Much ink is being spilled about whether we should attract more people to live here or start buying residents one-way bus tickets to anywhere else. It seems Tom McCall’s new wine from the 1970s is now turning to vinegar. “Come love this place, then leave” has become “Please leave this place we love.”
It’s a no-win scenario for those of us who are here. We can make sure that nothing good comes of this place so we won’t be asked to share it. Or we can build it into someplace great, knowing that such secrets can’t be kept. Anything we do to make our home better will make it more crowded, if not on this side of some dotted line, then just across it.
Towns we often compare to ours have Mother Nature as their urban planner-in-chief. Boulder, Colorado has mountains. Santa Cruz, California has ocean. Burlington, Vermont has slate beneath its soil. We’ve got some carefully constructed dotted lines.
Consider our misfortune. Only two cities in America have more sunny days than we do, but our summers are nicer than San Diego’s and our winters are nicer than Spokane’s. Our plentiful rain gives us more shades of green than a Crayola bonus-pack, but most of that rain comes in winter and at night, when we weren’t going outside anyway. We have what has been called one of the top 25 concert halls in the world. We have more art than almost any other town our size. We have a river flowing through our midsection and so many parks and open spaces, we barely notice them.
We have a university with all the hidden gems that dot its campus and its calendar. We’re close to oceans, mountains, deserts, and plains. Everything there is to love about a big city is up the road; small town America survives all around us.
We produce some of the best wine, bread, coffee, and chocolate in America. Word gets out. People come here for their own piece of paradise. They don’t always leave.
What to do? Beg them to stay away? That’ll only make them want it more. Give them the cold shoulder when they arrive? We don’t have it in us. Call them names and insist it was all better before they got here? It just somehow adds to the charm.

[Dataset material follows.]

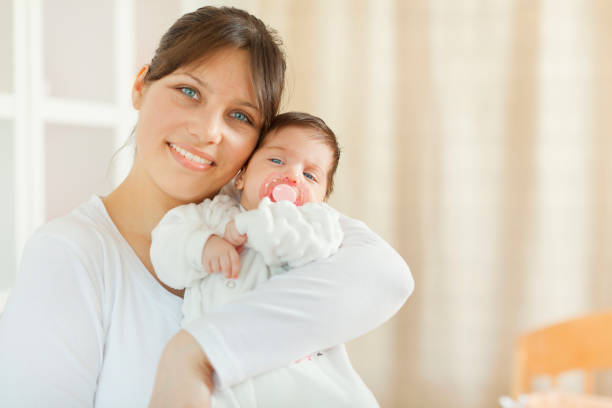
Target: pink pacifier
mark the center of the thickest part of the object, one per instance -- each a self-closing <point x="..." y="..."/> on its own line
<point x="280" y="188"/>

No, growth is inevitable. And planning for it may not be enough. We plan to manage growth on the “Field of Dreams” model: build it and they will come. We’d be smarter to recruit the people we want for our future neighbors.
No one disputes that the people who love this place most are those who were raised here. But those who love it best came from larger cities.
People who endured long commutes, concrete jungles, violent crime, or unclean air — they prize this place for all it doesn’t have. At the same time, they know how diversity, culture, nightlife and commerce can enrich a community. If we can have both, that’s as close to having it all as anyone dare hope for.
Those who come here from smaller towns often want to freeze us where we are or return us to where we’ve been. Or, worse, they want to add the nightlife and commerce without a picture of what those in excess can also bring.
Managed growth will be most effective when popular support comes from firsthand experience of what we want and what we don’t want. Oregon may love dreamers, but not people asleep at the wheel. Creating a vibrant mix of big city pleasures without big city pressures will require careful planning.
Unfortunately, many careers tend to pull people from smaller markets to ever-larger ones, where budgets and clientele and ambitions can grow. We’ll be recruiting in the opposite direction, swimming upstream. Our salmon will be proud.
City dwellers will be very interested to know we have much of what they love and very little of what they hate about their current circumstance.
As McCall shrewdly pointed out, you can love a place to death. In the 1970s, that warning targeted the newcomers. Now it’s new blood that can bring our best future forward.